Осеннее солнце наполнило комнату, высветив бесчисленные пылинки в воздухе. Прямо перед собой Джонни увидел задний двор с оградой из рифленого железа, когда-то крашенной зеленой краской. Меж сорняков мирно ржавели водостоки, а среди зеленых, покрытых черными ягодами кустов паслена, в зарослях высокой травы, пробившейся в трещинах асфальта, валялась старая раковина и разная фаянсовая и металлическая арматура. Справа возвышалось какое-то допотопное сооружение — это была цистерна, поднятая на тонкие высокие подпорки. Зачем она тут стояла — непонятно, ведь в эту часть города давно уже провели водопровод. Надо всем этим запустением витал призрак былого порядка. Когда-то здесь был сад, и прежнее расположение клумб и бордюров все еще угадывалось кое-где; впрочем, как только Джонни попытался его разглядеть, призрачный сад растворился в зарослях сорняков. Он распахнул окна, открыв в комнату доступ сравнительно свежему воздуху, и кошки, уютно устроившиеся по всем уголкам, гневно вскочили. Позади цистерны была стена, а за ней виднелся еще один сад, весь в зарослях и окруженный стеной повыше — это на нее он смотрел ночью, прежде чем задернуть шторы. При свете солнца никаких теней на стене не было.

Отвернувшись от окна, он увидел недоумение на лице Софи. Открытое окно ей было не по душе, хотя она и промолчала.

— Свежий воздух! — сказал Джонни и подчеркнуто глубоко вздохнул. — Тебе, Софи, он очень полезен!

— Ну да, возможно, — недовольно ответила она.

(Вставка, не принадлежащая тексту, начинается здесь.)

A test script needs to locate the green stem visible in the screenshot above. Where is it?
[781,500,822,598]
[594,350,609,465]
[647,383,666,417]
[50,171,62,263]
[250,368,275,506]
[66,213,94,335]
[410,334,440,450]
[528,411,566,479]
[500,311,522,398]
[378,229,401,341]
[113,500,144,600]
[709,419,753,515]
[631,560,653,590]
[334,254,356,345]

Джонни ногой пододвинул к ней кресло, и она послушно уселась, а он устроился напротив. Ему хотелось, чтобы она внимательно выслушала все, что он собирался ей сказать, и потому он взял ее за руки. Ногти, длинные, как у ведьмы, царапнули ему ладонь. Его передернуло.

"Что это я? — подумал Джонни с беспокойством. — Она просто стара и немного..." Он остановился. В свои девятнадцать лет он считал, что ему все нипочем, что он умеет принимать и наносить удары, и вот те на — с трудом заставил себя дотронуться до Софи. И все же она его интриговала. Медленно умирая в своем погибающем доме, она все равно не сдавалась. К тому же она так необычно смотрела на жизнь. Не пифия, но все равно своего рода прорицательница. И вот что замечательно, она его спросила: "Это ты?" Догадайся он ответить ей уверенно, она, возможно, заговорила бы стихами, как когда-то Бонни.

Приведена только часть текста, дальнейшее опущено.